Destaque do comportamento
É uma intervenção na qual o coordenador diz ao grupo que um comportamento mudou. Se durante alguns encontros o foco do grupo não é a tarefa, quando este comportamento muda o coordenador destaca o fato. Ele informa, por exemplo, que no início o grupo não tratava a tarefa no aqui e agora e neste momento passou a realizar a tarefa do grupo no presente.
Estas atitudes devem ser utilizadas com parcimônia, em momentos chaves, pois o excesso de intervenções pode desgastar esse recurso e deixar de produzir a operatividade.
INFORMAÇÕES SOBRE POSTURA DE UM COORDENADOR DE GRUPOS
- Ser um co-pensor – pensar junto com o grupo e não pelo grupo;
- Facilitar o diálogo – esclarecer ruídos na comunicação, convidar o grupo a pensar e buscar alternativas dentro do grupo;
- Sair do centro – não dar respostas prontas, devolver perguntas e questionamentos para o grupo, evitando reforçar a dependência em relação à coordenação;
- Não impor ideias ou coagir o grupo;
- Estar aberto para o inesperado que surge da produção de um grupo, pois muitas vezes esta não atende a expectativa imaginada ou idealizada pelo coordenador;
- Intervir apenas quando houver dificuldade na comunicação, paralizações e impasses no grupo. O excesso de intervenções pode atrapalhar o caminhar do grupo;
- Observar e perceber os momentos  e movimentos do grupo , relacionados à tarefa subjetiva.

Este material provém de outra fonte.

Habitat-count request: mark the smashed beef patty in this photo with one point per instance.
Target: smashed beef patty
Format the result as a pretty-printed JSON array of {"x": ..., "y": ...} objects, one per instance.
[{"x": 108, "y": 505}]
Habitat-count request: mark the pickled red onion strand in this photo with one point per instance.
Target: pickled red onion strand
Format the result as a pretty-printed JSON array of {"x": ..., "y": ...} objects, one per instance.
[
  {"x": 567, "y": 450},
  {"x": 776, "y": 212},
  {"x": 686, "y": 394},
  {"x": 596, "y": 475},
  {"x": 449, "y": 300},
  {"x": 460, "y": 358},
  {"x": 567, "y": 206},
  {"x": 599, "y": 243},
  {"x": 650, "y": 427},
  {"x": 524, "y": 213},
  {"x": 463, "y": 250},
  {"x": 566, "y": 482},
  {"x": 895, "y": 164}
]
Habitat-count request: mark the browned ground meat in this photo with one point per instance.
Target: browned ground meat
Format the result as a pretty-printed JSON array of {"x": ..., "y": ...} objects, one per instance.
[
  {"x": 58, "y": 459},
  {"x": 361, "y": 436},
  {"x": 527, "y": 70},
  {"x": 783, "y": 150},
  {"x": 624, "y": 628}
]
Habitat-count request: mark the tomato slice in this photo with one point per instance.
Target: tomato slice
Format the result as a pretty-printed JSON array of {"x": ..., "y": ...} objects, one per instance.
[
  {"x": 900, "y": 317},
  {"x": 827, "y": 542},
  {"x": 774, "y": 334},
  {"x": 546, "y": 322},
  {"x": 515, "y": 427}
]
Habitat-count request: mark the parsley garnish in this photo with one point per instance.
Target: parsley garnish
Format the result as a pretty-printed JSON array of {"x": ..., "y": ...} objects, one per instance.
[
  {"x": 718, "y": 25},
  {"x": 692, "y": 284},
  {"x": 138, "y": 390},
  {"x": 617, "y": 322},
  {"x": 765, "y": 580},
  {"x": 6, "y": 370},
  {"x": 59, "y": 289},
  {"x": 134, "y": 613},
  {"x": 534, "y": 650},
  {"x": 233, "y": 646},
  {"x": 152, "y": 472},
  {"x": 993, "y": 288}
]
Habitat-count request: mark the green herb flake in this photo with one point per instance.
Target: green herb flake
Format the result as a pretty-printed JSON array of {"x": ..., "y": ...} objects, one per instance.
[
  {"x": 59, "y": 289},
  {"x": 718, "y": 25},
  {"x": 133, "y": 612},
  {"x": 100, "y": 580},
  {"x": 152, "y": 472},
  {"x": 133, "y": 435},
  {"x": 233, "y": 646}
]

REFERÊNCIAS BIBLIOGRAFICAS
BARBOSA, L.M. A Psicopedagogia e o mome to do aprender. São José dos Campos: Pulso, 2006;
BLEGER, J. Psicologia da conduta. Porto Alegre, Artes Médicas, 1984;
FREIRE, M. Educador, Educa a dor. São Paulo: Paz e Terra, 2008;
OSÓRIO, L.C. Grupos: teorias e práticas – acessando a era da grupalidade. Porto Alegre: Artes Médicas Sul, 2000;
PICHON-RIVIÈRE, E.  O processo grupal. 7 ed. São Paulo: Martins Fontes, 2005;
_______________ Teoria do vínculo. 4 ed. São Paulo: Martins Fontes, 1991;
ZENÍCOLA, A.M.; BARBOSA, L.M.; CARLBERG, S. Psicopedagogia: saberes/olhares/ fazeres. São José dos Campos: Pulso, 2007.